Jesuíno Soares da Costa, de 45 anos, nasceu cego, mas sempre teve uma vida normal. Divorciado – de uma cega – e pai de um jovem com síndrome de Down, ele trabalha como revisor de Braille, onde descobriu a paixão pelos livros. “Lembro até hoje do primeiro livro que eu li, era do Monteiro Lobato. Eu entrei nele e viajei junto com os cavalos voadores”, relembra.
Agora a preferência são os romances. “As histórias mexem muito comigo, então quando estou lendo um livro ou assistindo um filme e surge algo violento, eu paro. Sei que o mundo é assim [violento], mas eu posso escolher, não posso?”, questiona. Outra paixão de Jesuíno é a música. “Já me falaram que eu deveria cantar profissionalmente, mas eu não canto por dinheiro, canto porque eu gosto, por lazer. Gosto de transmitir o que eu estou sentindo, e se não estou sentindo nada não adianta cantar”.
Camila Bertolazzi / www.itu.com.br
Jesuíno faz sucesso entre os amigos.
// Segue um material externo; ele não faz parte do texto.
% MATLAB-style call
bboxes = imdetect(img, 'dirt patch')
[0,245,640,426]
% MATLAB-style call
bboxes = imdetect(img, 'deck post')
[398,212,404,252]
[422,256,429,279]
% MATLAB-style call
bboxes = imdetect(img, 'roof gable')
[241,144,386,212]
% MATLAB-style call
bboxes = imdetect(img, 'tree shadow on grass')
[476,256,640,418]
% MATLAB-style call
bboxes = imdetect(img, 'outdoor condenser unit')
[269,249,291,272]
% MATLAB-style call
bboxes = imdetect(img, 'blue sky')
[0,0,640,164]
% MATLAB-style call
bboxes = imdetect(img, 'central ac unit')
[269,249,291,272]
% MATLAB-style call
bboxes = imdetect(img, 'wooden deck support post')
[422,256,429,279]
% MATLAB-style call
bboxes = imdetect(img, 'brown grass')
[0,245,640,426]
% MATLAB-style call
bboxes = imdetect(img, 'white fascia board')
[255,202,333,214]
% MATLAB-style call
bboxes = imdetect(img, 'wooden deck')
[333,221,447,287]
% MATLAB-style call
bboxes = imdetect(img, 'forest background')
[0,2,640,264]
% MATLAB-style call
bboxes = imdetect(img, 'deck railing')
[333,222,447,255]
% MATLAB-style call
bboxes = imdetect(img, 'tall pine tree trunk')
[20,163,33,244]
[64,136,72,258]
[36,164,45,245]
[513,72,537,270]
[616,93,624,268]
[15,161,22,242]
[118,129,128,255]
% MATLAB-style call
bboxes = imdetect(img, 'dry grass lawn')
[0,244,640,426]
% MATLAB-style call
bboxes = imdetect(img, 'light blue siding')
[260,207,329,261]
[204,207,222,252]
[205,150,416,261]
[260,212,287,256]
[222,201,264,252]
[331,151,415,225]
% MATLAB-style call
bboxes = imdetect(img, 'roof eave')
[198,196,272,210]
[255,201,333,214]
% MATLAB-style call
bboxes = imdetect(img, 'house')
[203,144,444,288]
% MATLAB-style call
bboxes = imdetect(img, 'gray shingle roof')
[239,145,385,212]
Depois dessa apresentação exclusiva, os comentários foram muitos. “O Jesuíno deixa o Roberto Carlos no chinelo”, “Agora só falta gravar um CD”, “Ele só não fica rico porque não quer”... E Jesuíno agradece humildemente: “Não é algo para se dizer ‘ó, como canta esse menino’, mas...”.
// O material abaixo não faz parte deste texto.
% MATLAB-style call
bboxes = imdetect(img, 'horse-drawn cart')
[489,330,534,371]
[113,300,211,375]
Claudemir e Jesuíno se conheceram na Escola de Cegos Santa Luzia, onde convivem diariamente com outras 80 pessoas cegas ou com baixa visão. Apesar do nome, a psicóloga Márcia Abigair Caggiano, há nove anos na entidade, explica que o espaço é muito mais que uma escola, é um centro de habilitação e reabilitação, que além de acompanhar os alunos no dia-a-dia escolar, tem um cunho de integração. “O objetivo da nossa escola sempre foi de incluí-los [os alunos] na sociedade, oferecendo algo a mais do que é oferecido, e nunca confiná-los num universo restrito”, explica.
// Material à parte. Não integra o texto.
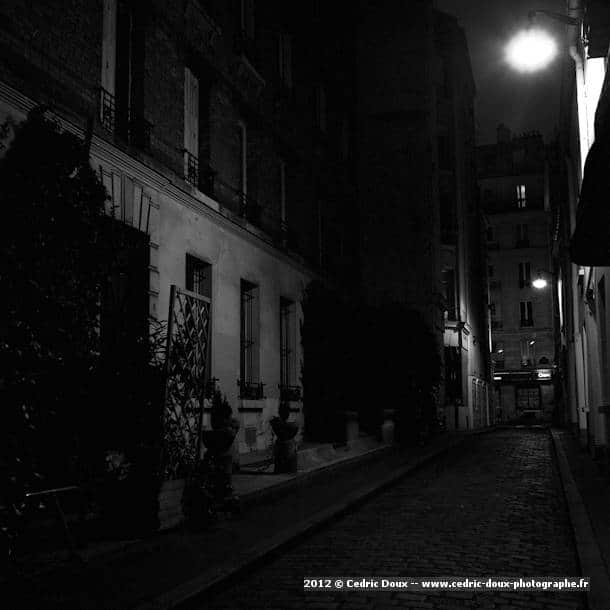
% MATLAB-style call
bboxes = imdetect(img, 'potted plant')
[269,402,299,473]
Para isso, a instituição conta com uma equipe técnica de Orientação e Mobilidade (ensina desde o caminhar sozinho até a prática de esportes), Terapia Ocupacional (habilidades básicas como trocar de roupa e amarrar o cadarço), Psicologia, Pedagogia, Professor de Braille, Serviço Social (assessoria familiar e auxilio na inserção no mercado de trabalho) e Oftalmologia. Os atendimentos são totalmente gratuitos.
Depois de passar o dia aprendendo, lendo, conversando e se divertindo, Jesuíno pega o ônibus e vai sozinho para casa. Ao chegar é recebido por Drieli, uma bicicleta de estimação, do signo de Áries, com dois lugares - um ao lado do outro. “A sensação é incrível; me sinto livre com o ar batendo no rosto”. Isso é uma novidade para ele e milhares de outros cegos, já que é mais seguro andar na garupa, onde o vento é, muitas vezes, bloqueado por quem está guiando.
Liberdade! Essa é a palavra chave que fazia parte da vida de Claudemir antes do acidente. “Antes eu era livre, era dono dos meus atos, e sentia vivo o meu coração”. Ele confessa que no início achou que sua vida tivesse acabado, mas hoje... “Eu tenho uma vida normal, pago minhas contas, faço compras, toco violão; a única diferença é que a maioria das pessoas enxerga com os olhos e eu não”.